A History of Confiscations
The Enforcement Directorate (ED), according to a report in the Indian Parliament in February, has made crypto seizures worth more than $100 million. Oftentimes, these cases involved violating the Foreign Exchange Management Act (FEMA).
Cryptocurrency exchange WazirX was previously probed for money laundering and violations of foreign exchange rules. The Directorate of Enforcement investigated allegations that the exchange laundered over $350 million.
Crypto Seizures in Other Countries
According to recent reports, the UK government is considering giving the HM Revenue & Customs (HMRC) division authority for crypto seizure. It would include custodial wallets of companies evading taxes. The proposal spearheads revision in the Direct Recovery of Debts legislation to allow the HMRC to access custodial wallets and PayPal accounts.

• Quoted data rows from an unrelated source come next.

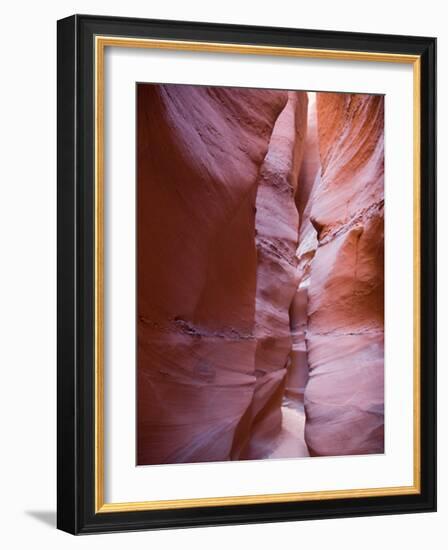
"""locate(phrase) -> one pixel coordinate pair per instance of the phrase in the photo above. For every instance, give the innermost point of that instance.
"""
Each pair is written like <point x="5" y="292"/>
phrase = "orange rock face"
<point x="200" y="151"/>
<point x="344" y="397"/>
<point x="260" y="274"/>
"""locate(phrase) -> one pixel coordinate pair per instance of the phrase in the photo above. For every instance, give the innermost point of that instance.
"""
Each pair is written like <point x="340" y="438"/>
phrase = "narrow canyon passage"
<point x="260" y="317"/>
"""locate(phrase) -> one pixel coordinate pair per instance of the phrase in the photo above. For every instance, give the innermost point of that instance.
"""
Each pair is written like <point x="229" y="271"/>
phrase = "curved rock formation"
<point x="344" y="397"/>
<point x="276" y="226"/>
<point x="199" y="154"/>
<point x="260" y="274"/>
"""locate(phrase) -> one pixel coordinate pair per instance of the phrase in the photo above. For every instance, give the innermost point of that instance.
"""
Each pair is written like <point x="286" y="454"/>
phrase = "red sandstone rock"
<point x="276" y="225"/>
<point x="344" y="398"/>
<point x="199" y="154"/>
<point x="255" y="267"/>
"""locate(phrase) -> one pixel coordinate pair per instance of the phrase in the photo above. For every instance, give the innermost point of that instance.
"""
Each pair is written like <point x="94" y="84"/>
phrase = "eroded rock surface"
<point x="260" y="274"/>
<point x="200" y="151"/>
<point x="344" y="397"/>
<point x="276" y="226"/>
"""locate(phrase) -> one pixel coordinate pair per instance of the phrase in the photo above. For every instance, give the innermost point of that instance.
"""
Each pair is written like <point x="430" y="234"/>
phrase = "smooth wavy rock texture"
<point x="344" y="397"/>
<point x="200" y="151"/>
<point x="260" y="274"/>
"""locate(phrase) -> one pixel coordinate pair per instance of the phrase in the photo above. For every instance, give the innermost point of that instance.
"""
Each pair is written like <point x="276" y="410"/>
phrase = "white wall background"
<point x="28" y="272"/>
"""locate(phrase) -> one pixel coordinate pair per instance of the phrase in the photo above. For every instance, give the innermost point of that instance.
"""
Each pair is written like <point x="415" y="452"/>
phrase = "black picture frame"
<point x="76" y="287"/>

The U.S. Internal Revenue Service (IRS) is also aggressively pursuing cryptocurrency tax evasion and has sent agents abroad to assist law enforcement agencies fighting financial crimes using cryptocurrencies. In 2024, the IRS will receive $80 billion for enforcement activities, including initiatives to monitor client transactions of cryptocurrency brokers.
Meanwhile, the FBI and Ukrainian authorities have targeted nine cryptocurrency exchanges in the United States on suspicion of money laundering and lax Know Your Customer (KYC) procedures. In a separate incident, the U.S. Department of Justice (DoJ) made a crypto seizure of $112 million from six accounts associated with pig butchering scams.